A similar concern was echoed in respect of SEP suits by Hon’ble Mr. Justice Henry Carr’s ruling in TQ Delta LLC v. Zyxel Communications UK Limited & Anr.:
“An external eyes only tier enables a blanket exclusion of access by one of the parties to the relevant parts of key documents. This is incompatible with the right to a fair hearing under Article 6 of European Convention on Human Rights, and with the principles of natural justice. It is incompatible with the obligations of lawyers to their clients. The principles on which solicitors are obliged to act on behalf of clients instructing them require the sharing of all relevant information of which they are aware.”
Conclusion
No rights of the plaintiff stand subjugated, provided strict obligations are imposed on the defendant. Excluding the defendant deprives it of being effectively heard and subjects its advocate to an unjust occasion of putting forth a cogent defence. To reiterate, the inclusion of parties, especially the defendant is warranted. Upon inclusion, the defendant must acknowledge that it accesses commercially sensitive information that steers the plaintiff’s business operations. Finally, it shall remain fair by upholding the confidentiality of such crucial information.
I convey my gratitude to Ms. Anu Paarcha, Mr. Arjun Gadhoke and Mr. Abhirup Paul Bangara for their constructive inputs on this post.
The arguments presented here are flawed as in-house experts are not bound as the same level of confidentiality as lawyers. In house expects may be technical experts bound by the employee agreements with their respective organizations. It it would be unreasonably intrusive to start examining these terms before commencing any commercial negotiations between parties or interfering with any organization’s internal terms of working.
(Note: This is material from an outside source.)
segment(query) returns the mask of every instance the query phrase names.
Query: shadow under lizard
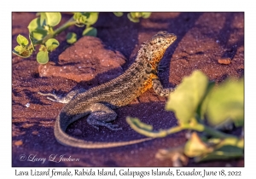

The trail of evidence can get murkier when these employees hop on to other organizations.
For the sake of getting a few favorable orders law firms should be careful about shredding the evolution of jurisprudence in India and rendering it commercially unattractive to do business.
In house employees of the parties to a dispute should not be members of the confidentiality club.
Hi,
If you are keen to know more, you may peruse the Delhi High Court’s Judgment dated 16.12.2020 in Interdigital vs. Xiaomi, wherein Mr. J. Hari Shankar elaborates a few arguments that are similarly emphasised in my post. His Lordship ultimately recognises the need for parties’ presence in Confidentiality Clubs, at least within the parameters of the above suit. Further, the same recognition finds mention under Rule 19 of the Delhi High Court (IPR Division) Rules, 2022 as well. On a side note, let us refrain from making uninformed remarks against any law firm.